Punk Rock e Política no Brasil pós-Lula

Atualizado em 6 de agosto de 2014 às 16:54

ratos-porao-30-anos_f_014

Li no sábado a entrevista do Ratos de Porão sobre o lançamento do seu novo disco “Século sinistro”. No domingo, vi os Titãs na TV e lembrei do último disco lançado pela banda, agora em 2014, o rude “Nheengatu”. Em comum entre as duas obras: o espírito punk para abordar temas políticos nas músicas.

Nheengatu é um retorno a um rock mais cru, com produção do Rafael Ramos, que é de uma geração posterior a do grupo, o que sugere disposição para se movimentar artisticamente. O disco do RDP é a comemoração dos 30 anos de carreira.

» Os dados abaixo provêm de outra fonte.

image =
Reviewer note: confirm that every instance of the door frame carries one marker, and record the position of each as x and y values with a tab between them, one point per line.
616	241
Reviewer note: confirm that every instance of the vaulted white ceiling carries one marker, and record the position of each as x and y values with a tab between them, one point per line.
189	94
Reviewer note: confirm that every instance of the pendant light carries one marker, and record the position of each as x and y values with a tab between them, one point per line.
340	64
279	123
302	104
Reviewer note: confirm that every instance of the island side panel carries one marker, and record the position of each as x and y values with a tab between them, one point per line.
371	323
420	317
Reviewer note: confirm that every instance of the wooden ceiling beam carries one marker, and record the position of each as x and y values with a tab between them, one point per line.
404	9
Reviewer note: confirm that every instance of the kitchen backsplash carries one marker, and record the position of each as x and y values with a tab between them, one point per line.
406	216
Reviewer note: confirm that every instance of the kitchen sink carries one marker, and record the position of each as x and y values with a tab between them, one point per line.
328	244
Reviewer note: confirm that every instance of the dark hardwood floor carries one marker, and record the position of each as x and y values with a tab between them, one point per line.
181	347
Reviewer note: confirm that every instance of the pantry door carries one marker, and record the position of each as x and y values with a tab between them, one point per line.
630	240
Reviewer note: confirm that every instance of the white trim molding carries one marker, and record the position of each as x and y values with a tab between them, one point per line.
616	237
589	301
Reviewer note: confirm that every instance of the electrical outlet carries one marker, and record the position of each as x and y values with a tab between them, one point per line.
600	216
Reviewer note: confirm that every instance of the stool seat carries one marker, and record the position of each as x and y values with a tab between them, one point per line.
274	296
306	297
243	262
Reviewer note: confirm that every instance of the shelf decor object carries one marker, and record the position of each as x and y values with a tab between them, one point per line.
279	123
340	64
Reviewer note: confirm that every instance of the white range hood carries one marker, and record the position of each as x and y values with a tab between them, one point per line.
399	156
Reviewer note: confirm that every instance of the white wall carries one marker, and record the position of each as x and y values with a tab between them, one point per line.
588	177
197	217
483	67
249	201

Os dois grupos têm história relevante na cena do rock pesado e do punk nacionais. O Ratos completa 3 décadas de underground fazendo punk-thrash-hardcore e resiste vivão. Os Titãs criaram alguns ótimos momentos do rock pesado brasileiro, com os álbuns “Cabeça dinossauro”, “Õ Blesq Bloom” e “Jesus não tem dentes no país dos banguelas”, entre outros. Compuseram, inclusive, alguns importantes rock-punks políticos das últimas décadas, como “Estado violência”, “Igreja”, “Porrada” (“Porrada, porrada, pros caras que não fazem nada!”) e o hino-dinamite “Polícia”.

No entanto, as coisas mudaram e o Brasil de hoje é diferente daquele descrito nas músicas dos anos 80 ou 90. Os tempos são outros e o país vem passando por transformações sociais importantes. E o desafio agora é construir uma visão crítica rock-punk levando em conta os processos que alteraram a paisagem nacional na última década. Não dá mais pra dizer as mesmas coisas que se dizia no final da ditadura ou no retorno à democracia representativa.

Ignorar os novos contornos da realidade brasileira tem um risco: reproduzir a agenda liberal-conservadora de esvaziamento da luta política. E, assim, apenas reafirmar os midiáticos clichês abstratos anticorrupção, com seus “ladrões de gravata e políticos safados”, denunciando Estados opressores em plena pós-modernidade liberalizante- individualista-hedonista. Uma postura visceralmente punk nos tempos atuais precisa enfrentar temas realmente hardcore, como a brutalidade da desigualdade de acessos ainda existente no país, a irresponsabilidade do mercado financeiro ou ainda, a disposição para a conquista de espaços de poder que diversos grupos e movimentos do país demonstraram recentemente.

Ainda atuantes neste novo momento, as duas bandas estão vivas e lutam para se manter distantes da caricatura regressiva do rebelde rockeiro de ontem transformado em coroa careta. Mas sempre vale uma conferida em “Diversão”, “Comida”, “Lugar nenhum”, “Saia de mim”, “Cabeça dinossauro”, dos Titãs (e mais “Dead Fish”, “Dead Kennedys”, “RDP”, “Bad Religion”, entre outros) para reacender o espírito punk-porradaria e combater certezas cristalizadas ao longo do tempo.

Sobre o autor: Gabriel Gutierrez é cientista político e músico.